Mosley has raised one other claim, presumably to preserve it for potential habeas
relief should there be new caselaw while he's in custody. The additional claim is that the
district court erred by "using his prior criminal history, without putting it to a jury and
proving it beyond a reasonable doubt," which he claims violated his rights under
Apprendi v. New Jersey, 530 U.S. 466, 120 S. Ct. 2348, 147 L. Ed. 2d 435 (2000). But
the underlying sentences in each of Mosley's cases are presumptive sentences under the
Kansas Sentencing Guidelines, and we have no jurisdiction to consider the appeal of a
presumptive sentence. See K.S.A. 2018 Supp. 21-6820(c)(1); State v.
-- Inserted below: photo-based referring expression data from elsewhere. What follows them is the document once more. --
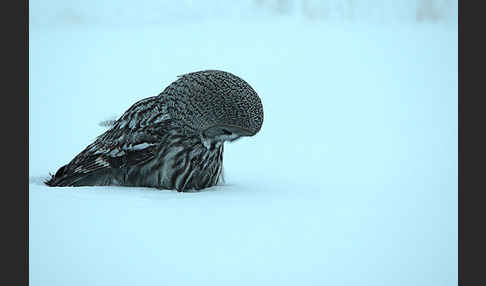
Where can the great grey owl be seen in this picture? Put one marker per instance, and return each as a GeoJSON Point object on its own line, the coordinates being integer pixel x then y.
{"type": "Point", "coordinates": [173, 140]}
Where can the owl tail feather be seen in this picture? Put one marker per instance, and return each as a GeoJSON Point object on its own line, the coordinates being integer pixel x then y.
{"type": "Point", "coordinates": [62, 178]}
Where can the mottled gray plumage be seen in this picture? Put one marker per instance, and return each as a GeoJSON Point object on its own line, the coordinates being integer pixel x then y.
{"type": "Point", "coordinates": [171, 141]}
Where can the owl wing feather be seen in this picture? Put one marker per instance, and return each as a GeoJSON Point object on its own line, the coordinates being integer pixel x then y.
{"type": "Point", "coordinates": [132, 140]}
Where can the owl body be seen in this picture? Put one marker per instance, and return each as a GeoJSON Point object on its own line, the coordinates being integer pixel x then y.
{"type": "Point", "coordinates": [171, 141]}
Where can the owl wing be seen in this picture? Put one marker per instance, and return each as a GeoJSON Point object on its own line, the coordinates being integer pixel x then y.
{"type": "Point", "coordinates": [132, 140]}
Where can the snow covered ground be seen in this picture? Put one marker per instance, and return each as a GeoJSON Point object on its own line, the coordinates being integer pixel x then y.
{"type": "Point", "coordinates": [352, 179]}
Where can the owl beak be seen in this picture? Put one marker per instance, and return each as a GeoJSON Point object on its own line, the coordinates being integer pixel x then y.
{"type": "Point", "coordinates": [229, 130]}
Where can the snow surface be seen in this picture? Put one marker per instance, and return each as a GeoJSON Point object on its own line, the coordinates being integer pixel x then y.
{"type": "Point", "coordinates": [352, 179]}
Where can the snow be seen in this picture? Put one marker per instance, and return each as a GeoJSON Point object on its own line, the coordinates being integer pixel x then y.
{"type": "Point", "coordinates": [352, 179]}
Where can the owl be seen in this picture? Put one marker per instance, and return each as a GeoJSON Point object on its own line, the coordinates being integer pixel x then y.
{"type": "Point", "coordinates": [174, 140]}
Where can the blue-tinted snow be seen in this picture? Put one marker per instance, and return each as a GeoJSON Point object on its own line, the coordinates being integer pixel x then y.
{"type": "Point", "coordinates": [352, 179]}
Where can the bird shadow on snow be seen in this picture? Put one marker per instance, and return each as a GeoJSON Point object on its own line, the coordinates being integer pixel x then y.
{"type": "Point", "coordinates": [39, 181]}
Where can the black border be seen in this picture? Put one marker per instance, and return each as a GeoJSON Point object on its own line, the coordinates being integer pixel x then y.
{"type": "Point", "coordinates": [15, 142]}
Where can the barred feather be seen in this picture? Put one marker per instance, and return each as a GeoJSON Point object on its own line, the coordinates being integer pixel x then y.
{"type": "Point", "coordinates": [171, 141]}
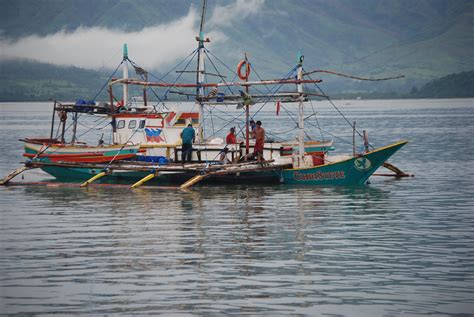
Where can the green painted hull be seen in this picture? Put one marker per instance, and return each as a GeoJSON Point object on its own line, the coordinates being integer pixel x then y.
{"type": "Point", "coordinates": [83, 174]}
{"type": "Point", "coordinates": [353, 171]}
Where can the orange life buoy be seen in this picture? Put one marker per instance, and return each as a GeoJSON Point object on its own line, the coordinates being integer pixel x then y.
{"type": "Point", "coordinates": [62, 115]}
{"type": "Point", "coordinates": [247, 70]}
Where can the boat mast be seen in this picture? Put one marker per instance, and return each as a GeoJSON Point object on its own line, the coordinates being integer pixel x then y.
{"type": "Point", "coordinates": [200, 74]}
{"type": "Point", "coordinates": [300, 160]}
{"type": "Point", "coordinates": [125, 75]}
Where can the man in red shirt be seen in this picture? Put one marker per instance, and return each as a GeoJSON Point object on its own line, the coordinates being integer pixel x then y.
{"type": "Point", "coordinates": [259, 142]}
{"type": "Point", "coordinates": [231, 138]}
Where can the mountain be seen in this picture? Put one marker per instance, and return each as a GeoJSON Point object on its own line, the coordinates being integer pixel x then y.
{"type": "Point", "coordinates": [460, 85]}
{"type": "Point", "coordinates": [33, 81]}
{"type": "Point", "coordinates": [423, 39]}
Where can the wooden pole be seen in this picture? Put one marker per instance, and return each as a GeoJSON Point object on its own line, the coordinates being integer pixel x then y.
{"type": "Point", "coordinates": [143, 180]}
{"type": "Point", "coordinates": [52, 121]}
{"type": "Point", "coordinates": [16, 172]}
{"type": "Point", "coordinates": [64, 128]}
{"type": "Point", "coordinates": [247, 115]}
{"type": "Point", "coordinates": [92, 179]}
{"type": "Point", "coordinates": [353, 139]}
{"type": "Point", "coordinates": [74, 128]}
{"type": "Point", "coordinates": [145, 103]}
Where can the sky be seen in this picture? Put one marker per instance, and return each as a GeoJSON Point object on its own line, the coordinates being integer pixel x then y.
{"type": "Point", "coordinates": [155, 46]}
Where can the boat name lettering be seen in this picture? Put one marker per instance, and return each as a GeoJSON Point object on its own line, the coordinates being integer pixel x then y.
{"type": "Point", "coordinates": [319, 176]}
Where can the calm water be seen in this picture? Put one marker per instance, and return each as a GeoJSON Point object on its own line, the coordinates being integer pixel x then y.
{"type": "Point", "coordinates": [392, 248]}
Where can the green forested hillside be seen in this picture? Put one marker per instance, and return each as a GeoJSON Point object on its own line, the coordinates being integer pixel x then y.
{"type": "Point", "coordinates": [33, 81]}
{"type": "Point", "coordinates": [459, 85]}
{"type": "Point", "coordinates": [423, 40]}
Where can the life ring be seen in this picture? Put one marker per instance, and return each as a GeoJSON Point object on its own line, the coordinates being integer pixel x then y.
{"type": "Point", "coordinates": [247, 70]}
{"type": "Point", "coordinates": [62, 115]}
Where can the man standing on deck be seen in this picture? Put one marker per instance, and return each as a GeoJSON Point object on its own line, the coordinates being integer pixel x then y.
{"type": "Point", "coordinates": [231, 138]}
{"type": "Point", "coordinates": [187, 137]}
{"type": "Point", "coordinates": [259, 141]}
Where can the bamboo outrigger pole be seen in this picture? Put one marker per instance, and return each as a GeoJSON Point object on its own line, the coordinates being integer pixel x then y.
{"type": "Point", "coordinates": [92, 179]}
{"type": "Point", "coordinates": [143, 180]}
{"type": "Point", "coordinates": [13, 174]}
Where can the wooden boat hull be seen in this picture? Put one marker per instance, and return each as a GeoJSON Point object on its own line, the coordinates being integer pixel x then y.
{"type": "Point", "coordinates": [168, 178]}
{"type": "Point", "coordinates": [353, 171]}
{"type": "Point", "coordinates": [79, 154]}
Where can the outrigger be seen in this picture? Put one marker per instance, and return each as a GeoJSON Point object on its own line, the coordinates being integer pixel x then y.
{"type": "Point", "coordinates": [146, 142]}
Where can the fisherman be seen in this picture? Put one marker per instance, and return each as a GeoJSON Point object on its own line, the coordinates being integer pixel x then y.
{"type": "Point", "coordinates": [257, 153]}
{"type": "Point", "coordinates": [231, 138]}
{"type": "Point", "coordinates": [259, 142]}
{"type": "Point", "coordinates": [252, 129]}
{"type": "Point", "coordinates": [187, 137]}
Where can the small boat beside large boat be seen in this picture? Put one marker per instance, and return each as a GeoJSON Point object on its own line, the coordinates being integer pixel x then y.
{"type": "Point", "coordinates": [146, 144]}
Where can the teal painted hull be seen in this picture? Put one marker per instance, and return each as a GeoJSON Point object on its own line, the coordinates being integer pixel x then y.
{"type": "Point", "coordinates": [354, 171]}
{"type": "Point", "coordinates": [83, 174]}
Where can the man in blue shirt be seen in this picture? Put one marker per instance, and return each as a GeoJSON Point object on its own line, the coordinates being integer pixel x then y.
{"type": "Point", "coordinates": [187, 137]}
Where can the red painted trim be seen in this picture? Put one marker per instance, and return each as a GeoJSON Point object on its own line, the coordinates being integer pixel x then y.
{"type": "Point", "coordinates": [138, 115]}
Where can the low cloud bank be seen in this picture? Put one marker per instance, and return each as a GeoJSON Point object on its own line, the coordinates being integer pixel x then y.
{"type": "Point", "coordinates": [152, 47]}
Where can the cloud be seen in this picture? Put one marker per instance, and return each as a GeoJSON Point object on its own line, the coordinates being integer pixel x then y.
{"type": "Point", "coordinates": [152, 47]}
{"type": "Point", "coordinates": [234, 12]}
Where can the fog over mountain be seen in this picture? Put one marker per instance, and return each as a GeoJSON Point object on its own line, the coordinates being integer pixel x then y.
{"type": "Point", "coordinates": [423, 39]}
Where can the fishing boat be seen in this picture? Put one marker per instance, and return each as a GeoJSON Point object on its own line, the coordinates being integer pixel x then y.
{"type": "Point", "coordinates": [146, 141]}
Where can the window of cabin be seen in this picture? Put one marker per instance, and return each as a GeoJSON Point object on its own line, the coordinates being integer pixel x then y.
{"type": "Point", "coordinates": [132, 124]}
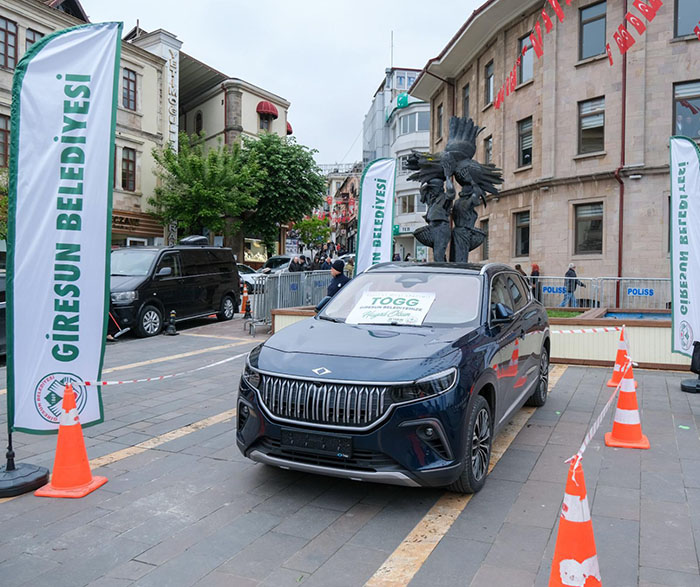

Huerta, 291 Kan.
831, Syl. ¶ 3, 247 P.3d 1043 (2011); State v. Miller, No. 116,572, 2017 WL 2022717, at
*1 (Kan. App. 2017) (unpublished opinion). And even if we had jurisdiction over the
issue, our Supreme Court has resolved this issue contrary to Mosley's position in State v.
Ivory, 273 Kan. 44, 46-47, 41 P.3d 781 (2002); see State v. Watkins, 306 Kan. 1093,
1094, 401 P.3d 607 (2017).

On Mosley's motion, we accepted this appeal for summary disposition under
K.S.A. 2018 Supp. 21-6820(g) and (h) and Supreme Court Rule 7.041A (2019 Kan. S.
Ct. R. 47). We dismiss the appeal for lack of jurisdiction.